Online platforms will be forced to scan the private messages of users if proposed industry standards are implemented in Australia, global privacy watchdogs claim.
The group is responding to moves by Western governments, including Australia’s eSafety Commissioner Inman Grant, to do more to tackle online sex exploitation material and other harmful content.
Released draft standards, of the Online Safety Act, to regulate “Class 1” online material, including content considered seriously harmful, such as videos showing the sexual abuse of children or acts of terrorism.
The standard applies to services including “email, instant messaging, short messages services (SMS), multimedia message services (MMS) and chat, as well as services that enable people to play online games with each other and dating services.”
Further other “apps and websites ... as well as online file storage services” will come under the microscope.
Encryption At Risk to Meet Government’s Standard
In response, the Global Encryption Coalition have signed a joint letter—which comprises the Center for Democracy & Technology, Global Partners Digital, the Internet Freedom Foundation, the Internet Society, Mozilla, Access Now, and Digital Rights Watch—calling on the Australian government to amend the proposal.
Australia’s eSafety commissioner, Ms. Grant, has said the standard “does not require service providers to monitor the content of private emails, instant messages, SMS, MMS, online chats and other private communications.”
Technical Limits to Achieving ‘Online Safety’
But the global coalition says the methods providers will need to meet that standard—such as using artificial intelligence and “hashtag scanning”—will need to bypass or break encryption if they are to work.Generally “client-side scanning” results in online messages between a sender and receiver losing their privacy.
The complexity they add could also limit the reliability of a communication, and potentially stop legitimate messages from reaching their intended destination. They also have the potential to be exploited by criminals.
If the decryption and scanning take place on a server through which the messages pass, that means “end-to-end encryption” is ultimately, not achieved.

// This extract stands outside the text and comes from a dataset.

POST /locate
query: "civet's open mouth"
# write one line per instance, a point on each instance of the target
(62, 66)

The coalition also claims the technologies favoured by the eSafety commissioner are, in any case, ineffective, saying: “These methods have been widely criticised by privacy and security researchers, digital rights advocacy organisations and human rights groups around the world.”
“Contrary to the goals of the standards, this will leave everyone less safe online” and create an “unreasonable and disproportionate risk of harm to individuals and communities,” the group said.
The coalition also said there was a lack of clear safeguards to guarantee digital privacy for the millions that use such apps each day.
What Online Platforms Are Required to Do?
The proposed Australian standard requires providers to carry out regular risk assessments, the methodology for which they must devise themselves.It gives the commissioner the power to impose an obligation on providers that their service is not “used to solicit, access, distribute or store” Class 1 material.
If the provider is subsequently prosecuted for failing to do so, it bears the burden of proof to show that it took “appropriate and proportionate” action to restrict and remove the material.
Nicolas Suzor, who researches internet governance at the Queensland University of Technology, points out that some potential Class 1B material—instructions in matters of crime or information about prohibited drug use—are things that Australians might want to have available online, and gives the example of articles on safe medical abortions, currently illegal in certain states of the United States.
Meanwhile, the national programs manager at the Scarlet Alliance, Gala Vanting, said the technology is of particular concern for those in the sex work industry.
“It’s very likely to over-capture content. It’s very unskilled at reading context [in] sexual content.” she said.
Section 146 of Australia’s Online Safety Act sets the penalty for not complying with an Industry Standard at 500 penalty units—currently $156,500 (US$102,000).